Study finds fish frequently mislabeled
A new report by conservation group Oceana alleges that a significant portion of all fish sold in the U.S. is mislabeled. This mislabeling has potentially dangerous health effects; high mercury-content fish like tilefish is sold as red snapper, which can lead to serious complications for pregnant women and other high-risk groups. Though some of this labeling is illegal, not all of it is. Patagonian toothfish, for instance, can be marketed as Chilean sea bass under FDA regulations, since consumers probably wouldn’t buy something called “toothfish”. Legislation on the issue is incoming, and should provide an interesting lesson on the relative power of the food lobby.
United States to put drone base in Niger
In a surprising bout of transparency, President Obama announced that the United States will be installing a drone base in Niger. Following through on his State of the Union promise to be more open about U.S. military operations, Obama told Congress that the base’s role would be to provide reconnaissance to French forces in Mali. He did not rule out a potential permanent base in Niger, or the possibility of weaponizing these drones in the future. The base is part of an increased focus on Africa in counterterrorism efforts, which may influence U.S. policy there for the next few years.
CNN reveals FBI disciplinary issues
There's no way to lead up to this that's funnier than the story itself: the Federal Bureau of Investigation has a sexting problem. Roughly 1,000 FBI employees have been disciplined for incidents including, but not limited to, “sexting, dating a drug dealer and visiting a massage parlor”. Between the misconduct of CIA director David Petraeus and the Secret Service’s prostitution problems, sex scandals are having quite a year in government agencies. One day, maybe people will learn to stop spilling the salacious details of their affairs on government-issued equipment.

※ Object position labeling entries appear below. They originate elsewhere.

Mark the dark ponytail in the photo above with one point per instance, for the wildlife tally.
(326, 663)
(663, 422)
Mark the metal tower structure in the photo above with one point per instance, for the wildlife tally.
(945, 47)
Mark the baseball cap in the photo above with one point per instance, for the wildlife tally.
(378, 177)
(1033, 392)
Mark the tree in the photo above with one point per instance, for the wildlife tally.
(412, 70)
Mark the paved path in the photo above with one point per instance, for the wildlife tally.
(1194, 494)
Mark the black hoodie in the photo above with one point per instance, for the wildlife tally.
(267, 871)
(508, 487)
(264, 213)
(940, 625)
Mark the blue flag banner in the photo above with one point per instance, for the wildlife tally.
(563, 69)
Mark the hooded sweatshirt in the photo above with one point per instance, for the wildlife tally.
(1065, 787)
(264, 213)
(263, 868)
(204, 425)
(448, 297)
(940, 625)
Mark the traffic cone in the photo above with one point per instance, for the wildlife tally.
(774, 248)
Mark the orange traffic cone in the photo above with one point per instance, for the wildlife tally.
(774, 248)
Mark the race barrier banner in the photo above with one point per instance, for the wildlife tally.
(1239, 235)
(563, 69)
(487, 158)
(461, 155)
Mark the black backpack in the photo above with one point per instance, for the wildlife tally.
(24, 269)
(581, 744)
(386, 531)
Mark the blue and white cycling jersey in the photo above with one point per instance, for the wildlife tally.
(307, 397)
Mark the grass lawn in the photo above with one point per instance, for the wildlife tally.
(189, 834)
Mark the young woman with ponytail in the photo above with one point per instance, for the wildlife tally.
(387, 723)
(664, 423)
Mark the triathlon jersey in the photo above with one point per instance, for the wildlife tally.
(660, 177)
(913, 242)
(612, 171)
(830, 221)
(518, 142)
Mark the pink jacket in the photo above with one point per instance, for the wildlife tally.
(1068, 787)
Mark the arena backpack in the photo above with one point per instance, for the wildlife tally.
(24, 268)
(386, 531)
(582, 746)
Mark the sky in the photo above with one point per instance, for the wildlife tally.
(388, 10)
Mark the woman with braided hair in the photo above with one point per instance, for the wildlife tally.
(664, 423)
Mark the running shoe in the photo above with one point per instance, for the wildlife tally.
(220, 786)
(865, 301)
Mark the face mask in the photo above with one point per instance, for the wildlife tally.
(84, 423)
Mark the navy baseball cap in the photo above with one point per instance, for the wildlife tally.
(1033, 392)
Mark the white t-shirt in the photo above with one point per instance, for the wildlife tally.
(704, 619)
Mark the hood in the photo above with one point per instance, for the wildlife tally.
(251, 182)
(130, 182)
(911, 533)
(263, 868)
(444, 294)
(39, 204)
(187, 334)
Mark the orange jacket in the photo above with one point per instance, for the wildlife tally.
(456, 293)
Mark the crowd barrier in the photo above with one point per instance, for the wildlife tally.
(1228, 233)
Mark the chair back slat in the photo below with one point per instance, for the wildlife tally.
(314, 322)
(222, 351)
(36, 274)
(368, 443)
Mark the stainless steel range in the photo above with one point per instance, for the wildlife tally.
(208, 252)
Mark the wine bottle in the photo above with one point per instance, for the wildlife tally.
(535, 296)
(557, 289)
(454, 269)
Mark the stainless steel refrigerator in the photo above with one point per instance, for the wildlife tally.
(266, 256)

The week ahead: the sequester
Months of anticipation and buildup will finally come to a head this week as America falls over the fiscal cliff. The sequester, a set of automatic spending cuts designed to force a budget compromise, was set to go into effect at the start of the year. Congress delayed it until the first of March, but still no compromise is emerging. Politicians already seem to be thinking past the sequester and on to the resulting PR fight, where Obama is expected to come out on top. The sequester could cause serious job losses and damage our GDP, or it might not. We'll know in about six months.